Claude Computer Use — Is Vision the Ultimate API?

I’ve spent the last 2 days basically non-stop hacking with Anthropic’s Computer Use API.

It’s slow, unreliable, prone to taking over your computer and… incredibly exciting.

Claude Computer is the first time I’ve felt a true ‘agent’ experience, because in the end Vision is the API that ties everything together— it can always do something.

Overall, my learnings have been that the goal should be to get Claude to use as little vision as possible, but the fact that it can use vision allows it to catch much more edge cases than any other agent.

Test Claude Computer Use Yourself

How does it work?

Claude Computer Use seems to be essentially Claude3.5 fine-tuned on computer interaction data. It can understand screenshots of computers and what is on them much better than other models.

What is it good at?

Screen Reading & Navigation (relatively)

I’ve almost never seen Claude misread the contents of a screenshot.

Compared to other AIs it’s quite good at knowing coordinates like `click on the the input bar at (500,250), though depending your screen size, it will often barely miss it.

Function Calls

I’m used to thinking of Function Calls as strictly worse than structured output, but Claude Computer uses function calls well. For example, given a browser tool that has a function to immediately navigate to a website, it will prefer to use that vs clicking on your browser icon.

Thinking Step-by-Step

When asked to break down a task, Claude is usually quite good at identifying the steps it needs to take and starting on them.

What is it bad at?

Knowing when to Read the Screen

Since taking a screenshot is expensive, so the AI will tend to assume that its manipulations have worked.

E.g. if it types into a field, but doesn’t have focus, it is extremely hard for it to detect that until later. The OS function calls need to be very accurate in describing if the intended result actually happened.

This is the most common way I’ve seen Claude get stuck. By the time it takes a new screenshot, it doesn’t know where in its progression it is.

Fetching More Data

If I want it to find the 3 closest Shawarma places, Claude will put ‘Shawarma’ into Google Maps and then select the top 3 results.

It will almost never ‘sort by distance’ in the menu first, if it needs to click on things.

It’s possible that this might be fixed with better prompting structure.

Remembering State

With Computer Use, more of the state of the program state is stored in images, which it seems worse at recalling. This extends to what it has done in the past, e.g. previous tabs it’s opened or applications it’s made changes in.

You should try and get Claude to output relevant state as text as much as possible and provide system state as a tool.

Claude is most often confused by modals and popups, not knowing how to click out of them or recoginizing that they’re not a correct state to be in.

What does it need?

As much System State as you can give it

Ideally, you want Claude Computer to only use vision when it absolutely needs to. Giving it tools to understand the state easily without using vision helps it move faster and think clearer.

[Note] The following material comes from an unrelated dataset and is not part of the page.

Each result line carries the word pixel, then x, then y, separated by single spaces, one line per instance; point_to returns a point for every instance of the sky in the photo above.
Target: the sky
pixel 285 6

It is very helpful to give it things like:

  • A list of applications that are open
  • Which application has active focus
  • What is focused inside the application
  • Function calls to specifically navigate those applications, as many as possible
    • a browser tool in particular is important, for example to navigate to a specific URL or search for something

A way to handle Uncertainty

This the biggest open question in Agent development.

The most important thing about Agents is Trust, and trust requires input and back and forth. There were many times in testing when it was clear Claude didn’t know what to do, and it powered through instead of stopping or asking.

I spent quite a long time trying to make a Questions tool to get the AI to ask questions or reason if it was stuck. But it almost never used it.

This makes sense, a function call is best when you know that you need information, and you just need to retrieve it.

But knowing when you’re uncertain is a different problem. Agent developers need to be able to trust that the AI will report its own uncertainty.

Looking Forward

Claude Computer is the first step towards true agent behavior. We’re likely not yet maxing the capabilities of this current model. But it’s also clear that we’ll need more than LLM function calls to create a true agent experience.